The political use and misuse of archaeology in the middle east is leading to cultural wars that are probably more important than the physical wars which draw most of the  attention in the hugely contested war zones of the Middle East. 

And it is these cultural wars that will eventually decide the eventual fate of the peoples of that land.

Museum exhibit becomes front in Israeli-Palestinian struggle

By Thursday, February 14, 3:22 AM

JERUSALEM — A major exhibit at Israel’s national museum that is devoted to Herod the Great, the Roman-era king of Judea, has become the latest front in a struggle between Israelis and Palestinians over cultural heritage.
The show is billed as the most ambitious and expensive archaeological exhibition put on by the Israel Museum outside of its permanent collections, and its centerpiece is a partial reconstruction of what is believed to be the king’s tomb at Herodium, a hilltop palace-fortress south of Jerusalem in the West Bank.




Yonathan Mizrachi, an Israeli archeologist with Emek Shaveh, a group that focuses on the role of archaeology in the Israeli-Palestinian conflict, said the Israel Museum’s spotlight on Herodium served efforts by the government and Jewish settlers to appropriate West Bank sites as part of Israel’s national heritage.
“The museum can grant legitimacy to the occupation this way, by presenting this as part of Israeli and Jewish heritage,” he said. “The message is: This past is ours.

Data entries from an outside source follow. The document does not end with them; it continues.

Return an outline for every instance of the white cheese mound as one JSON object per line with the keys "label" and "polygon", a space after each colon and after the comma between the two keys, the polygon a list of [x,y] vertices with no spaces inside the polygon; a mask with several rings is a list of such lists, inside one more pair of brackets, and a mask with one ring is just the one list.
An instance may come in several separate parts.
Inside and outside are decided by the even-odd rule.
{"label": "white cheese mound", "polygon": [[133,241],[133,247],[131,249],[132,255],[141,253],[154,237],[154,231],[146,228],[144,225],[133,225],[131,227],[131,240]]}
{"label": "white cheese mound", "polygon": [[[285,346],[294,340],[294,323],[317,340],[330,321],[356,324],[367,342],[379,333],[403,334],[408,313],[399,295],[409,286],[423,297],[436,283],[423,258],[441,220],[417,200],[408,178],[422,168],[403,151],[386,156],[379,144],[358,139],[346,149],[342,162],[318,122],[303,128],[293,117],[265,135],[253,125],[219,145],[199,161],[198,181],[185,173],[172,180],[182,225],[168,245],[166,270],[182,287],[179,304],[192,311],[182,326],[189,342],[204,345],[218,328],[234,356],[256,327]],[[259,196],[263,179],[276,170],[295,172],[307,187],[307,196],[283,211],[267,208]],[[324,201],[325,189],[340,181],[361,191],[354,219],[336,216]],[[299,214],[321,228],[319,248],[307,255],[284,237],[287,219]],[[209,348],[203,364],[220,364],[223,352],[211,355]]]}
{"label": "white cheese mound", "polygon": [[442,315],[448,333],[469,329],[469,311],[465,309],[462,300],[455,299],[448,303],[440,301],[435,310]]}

http://www.washingtonpost.com/world/middle_east/museum-exhibit-becomes-front-in-israeli-palestinian-struggle/2013/02/13/d



Moshe Dayan is the former Israeli defense minister who, using the strength of the Israeli army, pillaged countless artifacts — dating from the Ottoman era to the time before Christ — from Gaza, in an effort to erase Palestinian history.





Salim Mubayed, a researcher of Palestinian heritage, told Al-Monitor in a meeting in his office: “Gaza is considered a open-air museum for the world’s civilizations. In this city heathens, then Christians and Muslims developed and enriched the city with antiquities. Gaza was called a treasure, but the excavation of its antiquities was not consistent with its historical significance. Its antiquities were not properly excavated, and the biggest part was hidden.”

It is to be noted that the first scientific research in Gaza was conducted in 1931 by British archaeologist Flinders Petrie, who discovered many building foundations and pieces of gold jewelry in the Sheikh Ajleen neighborhood of the city of Gaza.

He explained that under the British Mandate, there was little awareness of the value of antiquities, which were traded. There was only one museum, called the Palestine Archaeological Museum, now the Rockefeller Museum in east Jerusalem. He noted that under Egyptian administration, attention was paid to all aspects of life except for Palestinian antiquities and heritage, which were unknown in Gaza.
Mubayed added that Israel entered and occupied Gaza for few months in 1956, and the first thing that was done was to steal antiquities. After 1967, these robberies became a policy adopted by the occupation. The most prominent antiquities were stolen by Dayan, who took thousands of pieces, including four Pharaonic clay coffins from ​​Deir al-Balah in the Gaza Strip.


Regarding the budgets set by the two governments in Gaza and the West Bank, most of the money is spent on security, without much concern for preserving Palestinian history or its many archaeological sites. On the other hand, Israel is creating its own history, on stolen treasures.